Use with nixos modules, services, and machine configs

[msackman]

It would be nice to use this to containerise not just nixos services and modules, but entire machine configs. I'm thinking both things like services.caddy, security.acme, and also, rather than setting config.entrypoint to some pkg, also supporting machine configuration, just like how the native nixos containers work, so config becomes a function: config = { config, pkgs, lib, ... }: { ...

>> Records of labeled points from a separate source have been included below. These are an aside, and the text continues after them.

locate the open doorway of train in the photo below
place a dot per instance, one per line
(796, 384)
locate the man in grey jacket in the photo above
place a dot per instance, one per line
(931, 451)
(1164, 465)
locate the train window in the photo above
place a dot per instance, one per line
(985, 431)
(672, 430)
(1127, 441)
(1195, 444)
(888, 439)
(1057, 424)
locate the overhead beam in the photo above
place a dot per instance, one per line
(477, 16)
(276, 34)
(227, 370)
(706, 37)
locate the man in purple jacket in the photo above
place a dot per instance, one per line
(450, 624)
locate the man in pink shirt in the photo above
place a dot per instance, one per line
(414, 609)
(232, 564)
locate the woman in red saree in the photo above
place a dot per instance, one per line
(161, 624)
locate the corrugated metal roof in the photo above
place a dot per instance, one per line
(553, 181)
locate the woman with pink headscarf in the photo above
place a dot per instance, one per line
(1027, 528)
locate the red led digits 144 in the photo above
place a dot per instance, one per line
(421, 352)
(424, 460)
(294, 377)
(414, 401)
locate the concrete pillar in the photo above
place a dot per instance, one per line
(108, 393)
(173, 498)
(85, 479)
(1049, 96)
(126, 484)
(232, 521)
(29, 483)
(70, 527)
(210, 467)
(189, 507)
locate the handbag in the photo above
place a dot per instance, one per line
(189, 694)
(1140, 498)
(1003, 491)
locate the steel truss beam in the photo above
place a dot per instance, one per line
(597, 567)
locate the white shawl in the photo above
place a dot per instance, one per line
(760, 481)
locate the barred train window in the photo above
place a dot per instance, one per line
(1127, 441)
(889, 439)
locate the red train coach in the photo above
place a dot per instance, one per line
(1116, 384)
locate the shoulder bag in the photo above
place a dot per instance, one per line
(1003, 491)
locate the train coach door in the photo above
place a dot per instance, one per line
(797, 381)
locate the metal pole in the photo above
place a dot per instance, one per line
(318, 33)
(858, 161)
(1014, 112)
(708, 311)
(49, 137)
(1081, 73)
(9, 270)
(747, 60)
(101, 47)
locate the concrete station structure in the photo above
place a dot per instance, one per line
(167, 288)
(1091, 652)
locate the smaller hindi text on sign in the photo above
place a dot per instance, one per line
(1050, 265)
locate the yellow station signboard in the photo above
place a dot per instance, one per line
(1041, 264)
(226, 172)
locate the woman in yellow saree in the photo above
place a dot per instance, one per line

Is there any way to do this sort of thing with nix-snapshotter? For the whole machine config, would it be "as simple" (ha!) as just figuring out what the relevant systemd entry point is and adding some flags so it knows it's in an image?

[MagicRB]

Yes, you can use nixosSystem like normal, then use ${nicos.config.system.build.toplevel}/init and set boot.isContainer = true. And it should boot normally. Word of warning the images will be VERY heavy. And shameless plug https://github.com/nix-community/NixNG

[msackman]

Thank you for the pointers, I'll start working with that.

[Lillecarl]

@MagicRB I never got the point of decoupling from systemd, now it makes more sense

[MagicRB]

Putting systemd into containers is a horrible idea, outside of systemd-nspawn. Having a hard dependency on systemd is a blocker for nix built containers gaining general adoption and for anything but toy examples the tooling nixpkgs just doesn't cut it. What that tooling ends up building is a distroless container, those are generally only seen with Go/Rust programs as those generally are completely statically linked and don't depend on the operating system anyway. With for example PostreSQL you'll run into a cryptic error if /bin/sh is missing, as the devs never accounted for it missing and the error thrown by system() gets completely misinterpreted by the surrounding code.